Il se déduit de ces dispositions, qu'en l'absence de disposition contraire dans le bail ou de volonté du bailleur, notifiée au locataire, de recevoir personnellement la demande de renouvellement, le gérant est réputé avoir qualité pour la recevoir.
Ces dispositions dérogatoires relatives à la notification de la demande de renouvellement ne peuvent être comparées, comme tente de le faire l'appelante, à celles applicables au congé qui lui doit nécessairement être notifié au bailleur lui-même.
Il est établi par les mentions figurant sur l'acte délivré le 27 août 2008 que la société locataire a entendu faire application de la possibilité donnée par le texte ci-dessus d'adresser la demande de renouvellement, non au bailleur lui-même, mais au gestionnaire de l'immeuble.
Il n'est pas contesté que cet acte délivré à Madame T., comptable de la SCP F. R., qui a déclaré être habilitée à le recevoir, répond aux exigences de l'article 648 du code de procédure civile.
S'il est constant qu'à cette date, la SCP F. R. ne pouvait plus avoir la qualité de mandataire de Monsieur M. Pierre et de Madame B. Rose-Marie en raison du décès de ces derniers, la SCI B. ne démontre pas que la SCP F. R. n'avait pas la qualité de mandataire de leurs héritiers devenus propriétaires en l'absence de preuve de ce que ceux-ci auraient refusé à l'office notarial le pouvoir de prendre un engagement en leur nom et qu'ils en auraient informé la société locataire.
Il est, au contraire, justifié par la production de courriers et des avis d'échéance de loyers de l'année 2008 que la SCP F. R. avait conservé la gestion de l'immeuble.
Contrairement à ce que soutient la SCI B., la mention 'en tant que de besoin, mandataire de Monsieur M. Pierre et de Madame B. Rose-Marie' qui comporte une erreur sur l'identité des mandants n'est pas une cause de nullité de fond de l'acte dès lors qu'elle ne modifie pas l'identité du destinataire de l'acte à savoir la SCP F. R. en sa qualité de gestionnaire de l'immeuble.

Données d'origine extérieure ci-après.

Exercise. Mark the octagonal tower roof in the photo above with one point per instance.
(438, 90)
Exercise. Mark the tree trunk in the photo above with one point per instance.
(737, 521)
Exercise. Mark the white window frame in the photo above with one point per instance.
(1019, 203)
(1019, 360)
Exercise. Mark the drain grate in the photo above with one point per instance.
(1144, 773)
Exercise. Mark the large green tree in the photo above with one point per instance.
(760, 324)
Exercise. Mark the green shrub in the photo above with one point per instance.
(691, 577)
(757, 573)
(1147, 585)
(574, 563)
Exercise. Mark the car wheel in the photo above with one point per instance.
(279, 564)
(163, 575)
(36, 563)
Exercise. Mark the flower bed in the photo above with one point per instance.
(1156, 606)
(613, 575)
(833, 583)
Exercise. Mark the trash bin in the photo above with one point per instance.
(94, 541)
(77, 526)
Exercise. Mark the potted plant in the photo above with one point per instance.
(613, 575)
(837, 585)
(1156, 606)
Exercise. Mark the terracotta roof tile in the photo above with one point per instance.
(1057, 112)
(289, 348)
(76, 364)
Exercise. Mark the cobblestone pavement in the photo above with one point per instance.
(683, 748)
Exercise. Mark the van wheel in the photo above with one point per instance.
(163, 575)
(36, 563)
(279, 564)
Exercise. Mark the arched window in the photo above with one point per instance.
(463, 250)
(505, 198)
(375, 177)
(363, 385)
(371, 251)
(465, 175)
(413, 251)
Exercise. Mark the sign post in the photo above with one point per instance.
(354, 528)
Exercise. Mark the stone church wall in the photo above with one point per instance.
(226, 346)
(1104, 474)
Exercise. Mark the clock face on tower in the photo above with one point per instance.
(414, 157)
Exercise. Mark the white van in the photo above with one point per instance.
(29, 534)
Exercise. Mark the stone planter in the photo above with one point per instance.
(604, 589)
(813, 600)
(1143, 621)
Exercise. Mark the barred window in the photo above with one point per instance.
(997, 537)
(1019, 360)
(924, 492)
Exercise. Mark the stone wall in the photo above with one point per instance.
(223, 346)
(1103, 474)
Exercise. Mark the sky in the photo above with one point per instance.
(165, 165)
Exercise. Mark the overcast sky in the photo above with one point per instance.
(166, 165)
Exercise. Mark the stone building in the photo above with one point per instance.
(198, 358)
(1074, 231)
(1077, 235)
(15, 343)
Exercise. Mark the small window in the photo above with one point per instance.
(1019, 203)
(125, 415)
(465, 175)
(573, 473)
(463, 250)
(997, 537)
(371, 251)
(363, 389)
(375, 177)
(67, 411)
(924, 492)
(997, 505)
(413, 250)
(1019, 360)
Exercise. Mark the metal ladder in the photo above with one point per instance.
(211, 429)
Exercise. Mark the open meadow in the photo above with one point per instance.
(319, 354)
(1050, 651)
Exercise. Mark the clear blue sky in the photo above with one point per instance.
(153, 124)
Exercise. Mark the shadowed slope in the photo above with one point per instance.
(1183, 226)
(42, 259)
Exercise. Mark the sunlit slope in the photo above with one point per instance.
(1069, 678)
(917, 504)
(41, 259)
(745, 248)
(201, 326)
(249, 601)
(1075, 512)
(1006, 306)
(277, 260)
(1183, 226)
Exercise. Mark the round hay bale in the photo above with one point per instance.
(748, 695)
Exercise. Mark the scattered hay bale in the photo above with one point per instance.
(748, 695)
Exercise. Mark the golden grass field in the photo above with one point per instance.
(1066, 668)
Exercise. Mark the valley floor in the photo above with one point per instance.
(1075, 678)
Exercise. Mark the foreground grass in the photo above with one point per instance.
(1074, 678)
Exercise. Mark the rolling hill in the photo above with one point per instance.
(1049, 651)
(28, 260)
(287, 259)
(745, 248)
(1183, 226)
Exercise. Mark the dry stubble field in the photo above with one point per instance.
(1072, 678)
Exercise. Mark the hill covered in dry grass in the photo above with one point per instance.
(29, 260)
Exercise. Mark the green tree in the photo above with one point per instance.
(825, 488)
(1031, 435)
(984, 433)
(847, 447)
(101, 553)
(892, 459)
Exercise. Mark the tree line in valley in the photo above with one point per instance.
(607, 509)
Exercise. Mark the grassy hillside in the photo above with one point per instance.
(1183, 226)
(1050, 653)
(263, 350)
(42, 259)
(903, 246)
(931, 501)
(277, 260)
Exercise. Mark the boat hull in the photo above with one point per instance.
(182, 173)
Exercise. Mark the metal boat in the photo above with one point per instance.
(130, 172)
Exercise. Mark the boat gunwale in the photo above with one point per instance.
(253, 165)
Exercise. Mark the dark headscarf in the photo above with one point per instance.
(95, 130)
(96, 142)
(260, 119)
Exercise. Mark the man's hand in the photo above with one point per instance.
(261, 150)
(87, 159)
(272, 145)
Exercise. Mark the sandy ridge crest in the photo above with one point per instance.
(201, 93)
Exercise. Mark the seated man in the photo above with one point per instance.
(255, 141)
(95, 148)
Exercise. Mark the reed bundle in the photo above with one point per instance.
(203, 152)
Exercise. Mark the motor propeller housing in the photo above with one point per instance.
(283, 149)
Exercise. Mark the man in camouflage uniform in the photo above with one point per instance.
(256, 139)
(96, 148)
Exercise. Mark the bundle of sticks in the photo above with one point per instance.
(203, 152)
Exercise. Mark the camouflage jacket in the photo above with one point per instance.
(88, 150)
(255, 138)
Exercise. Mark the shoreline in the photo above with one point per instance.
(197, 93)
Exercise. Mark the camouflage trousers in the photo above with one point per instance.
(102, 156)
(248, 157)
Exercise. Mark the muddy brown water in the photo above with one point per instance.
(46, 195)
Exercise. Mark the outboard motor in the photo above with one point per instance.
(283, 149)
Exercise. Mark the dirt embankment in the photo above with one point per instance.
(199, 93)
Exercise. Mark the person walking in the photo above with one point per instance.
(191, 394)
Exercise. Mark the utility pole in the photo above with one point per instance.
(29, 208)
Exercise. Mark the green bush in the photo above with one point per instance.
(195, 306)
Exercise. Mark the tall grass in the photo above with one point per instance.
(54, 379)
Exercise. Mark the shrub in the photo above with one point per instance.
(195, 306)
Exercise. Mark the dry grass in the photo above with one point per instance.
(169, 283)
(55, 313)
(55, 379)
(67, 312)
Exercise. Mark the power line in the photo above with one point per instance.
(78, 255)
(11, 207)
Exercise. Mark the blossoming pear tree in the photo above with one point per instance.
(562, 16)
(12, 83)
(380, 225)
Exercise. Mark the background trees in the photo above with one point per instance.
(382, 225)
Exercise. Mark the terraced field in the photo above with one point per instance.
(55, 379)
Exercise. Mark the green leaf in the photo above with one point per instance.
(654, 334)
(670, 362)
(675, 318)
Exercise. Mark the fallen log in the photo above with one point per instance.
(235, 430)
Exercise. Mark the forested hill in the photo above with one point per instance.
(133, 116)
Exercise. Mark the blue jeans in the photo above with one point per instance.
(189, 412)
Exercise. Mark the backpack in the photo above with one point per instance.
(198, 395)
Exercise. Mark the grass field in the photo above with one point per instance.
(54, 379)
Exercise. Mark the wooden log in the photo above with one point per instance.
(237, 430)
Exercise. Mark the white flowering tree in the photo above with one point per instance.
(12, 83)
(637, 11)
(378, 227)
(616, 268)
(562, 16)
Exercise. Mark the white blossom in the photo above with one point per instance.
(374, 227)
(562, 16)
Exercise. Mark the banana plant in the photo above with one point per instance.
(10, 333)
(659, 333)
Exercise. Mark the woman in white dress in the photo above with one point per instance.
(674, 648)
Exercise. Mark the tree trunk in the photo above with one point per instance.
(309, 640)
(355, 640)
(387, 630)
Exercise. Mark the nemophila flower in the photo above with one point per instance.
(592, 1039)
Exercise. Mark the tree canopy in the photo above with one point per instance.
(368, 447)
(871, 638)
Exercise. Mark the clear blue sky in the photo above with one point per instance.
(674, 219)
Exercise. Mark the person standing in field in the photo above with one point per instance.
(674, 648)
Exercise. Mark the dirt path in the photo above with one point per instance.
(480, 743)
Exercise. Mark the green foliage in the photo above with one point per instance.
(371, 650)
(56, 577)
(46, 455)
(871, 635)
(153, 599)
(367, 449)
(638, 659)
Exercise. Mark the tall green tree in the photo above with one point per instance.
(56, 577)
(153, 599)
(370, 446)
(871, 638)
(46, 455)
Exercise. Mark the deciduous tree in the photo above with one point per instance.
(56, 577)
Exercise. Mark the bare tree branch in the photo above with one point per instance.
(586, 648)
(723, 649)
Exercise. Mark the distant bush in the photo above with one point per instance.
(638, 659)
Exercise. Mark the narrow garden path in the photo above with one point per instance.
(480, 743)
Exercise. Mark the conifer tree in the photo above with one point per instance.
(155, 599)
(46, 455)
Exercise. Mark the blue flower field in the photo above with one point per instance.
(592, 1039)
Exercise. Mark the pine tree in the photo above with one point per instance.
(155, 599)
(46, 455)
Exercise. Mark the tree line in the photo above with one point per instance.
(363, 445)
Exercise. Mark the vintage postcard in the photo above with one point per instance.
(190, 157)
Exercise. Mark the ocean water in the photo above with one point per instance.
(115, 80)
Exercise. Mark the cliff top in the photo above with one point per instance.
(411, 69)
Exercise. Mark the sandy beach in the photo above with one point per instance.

Ainsi, la demande de renouvellement, adressée à une personne qui avait qualité pour la recevoir a produit effet, peu important à cet égard la date à laquelle la société locataire a été effectivement informée du changement de bailleur.
Par ces motifs et ceux non contraires du premier juge, le jugement sera confirmé en toutes ses dispositions.
La SCI B. qui succombe sera condamnée aux dépens et déboutée de sa demande au titre de l'article 700 du code de procédure civile.
Il apparaît inéquitable de laisser à la charge de la SAS CARRE BLANC BOUTIQUES les frais exposés par elle en cause d'appel et non compris dans les dépens; il lui sera alloué la somme de 3.000 € au titre de l'article 700 du code de procédure civile, l'indemnité allouée en première instance étant confirmée.
PAR CES MOTIFS
La Cour, statuant après débats publics, par arrêt contradictoire mis à disposition au greffe,
Confirme le jugement déféré en toutes ses dispositions ;
Déboute la SCI B. de sa demande au titre de l'article 700 du code de procédure civile ;
Condamne la SCI B. à payer à la SAS CARRE BLANC BOUTIQUES la somme de 3.000 € au titre de l'article 700 du code de procédure civile ;
Condamne la SCI B. aux dépens dont distraction au profit de Maître C., avocat, conformément à l'article 699 du code de procédure civile.